Of course it is "not true". It was a hypothetical value to aid an explanation.
My dissertation began with "To explain in a SIMPLE manner" then I went on to say "in the ORDER of 14.6 volts". The actual voltage is of no consequence, it is merely a nominal value to aid the basic explanation.
I was answering Sigmund's question of "can time substitute for volts?" in a simple manner without nominating precise values. I did not even confound it with talk of "float voltages" and the complexity of the whole charging algorithm.

Ask Sigmund whose response addressed his question with some acumen.

Alan my appologies, I stopped reading at after:

"As you have pointed out, a certain minimum applied voltage is required to achieve a complete charge to a battery, in the order of 14.6 volts for a lead acid battery."

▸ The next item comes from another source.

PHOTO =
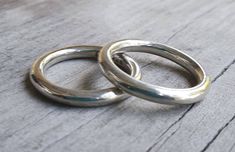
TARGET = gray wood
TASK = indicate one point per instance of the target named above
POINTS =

Which as you wrote later is not correct.

Thanks for the expert input gents.

I'd come to this way of thinking after a couple of years of struggling to get my batteries fully charged from a standard setup (spec below). I could drive for 3 days and see the voltmeter read 12.6 on day 2 and 12.8 on day 3 but drop to 12.2 overnight on a draw nowhere near half the 220 Ah max battery capacity.

On one occasion with the rig at home I put the 240 v smart charger on and saw the meter regularly spiking to 15.5 v briefly and dropping back. Since then I learned that's an indication of a seriously discharged battery.

Also since then I learned that a voltmeter reading of the battery is unreliable. I can guarantee they'd never dropped below an indicated 12.2 but the smart charger sensed otherwise.

So this was the rig:
120 amp standard alternator; Redarc smart isolator; 8 m of 6 B&S; 2 x 110 Ah AGMs. When discharged to 11.8 v the system could put 13.7 v and 19 amps into the batteries.

It wouldn't do what I wanted of it over 2 days (19 hours) of driving, even when I'd started with the voltmeter reading 12.8. I had the batteries load tested and they were fine. So whatever the volt x time relationship is it wasn't working for me.

HKB, your rig isn't exactly a standard setup is it, with a 24mm sq wire?

That's what, 3 B&S? So your voltage drop is going to be lower.

My impression is that 6 B&S is generally fitted. Though I note Redarc recommends 4 B&S for van/CT circuits in the 10 m realm.

"So this was the rig:
120 amp standard alternator; Redarc smart isolator; 8 m of 6 B&S; 2 x 110 Ah AGMs. When discharged to 11.8 v the system could put 13.7 v and 19 amps into the batteries."

Depends on the batteries and the cabling, I would not use 6B&S to charge batteries in a camper but many do.

11.8V is around 20%SOC, a 100Ah Marine pro discharged to 40% SOC will initially draw over 60A, 30 minutes later it will be 27.5A@13.47V, an hour later 17.5A@13.77 volts and that's being charged via around 6M of 10mm2 cable.

Again it all depends on your setup, if for example you have 2X100Ah Haze gel batteries putting a DCDC charger bigger than 20A is pointless as they just won't accept that charge rate.

If we go the other extreme and put in LifePo4 then you'll have issues trying to keep the charge current under safe level for the cabling and alternator.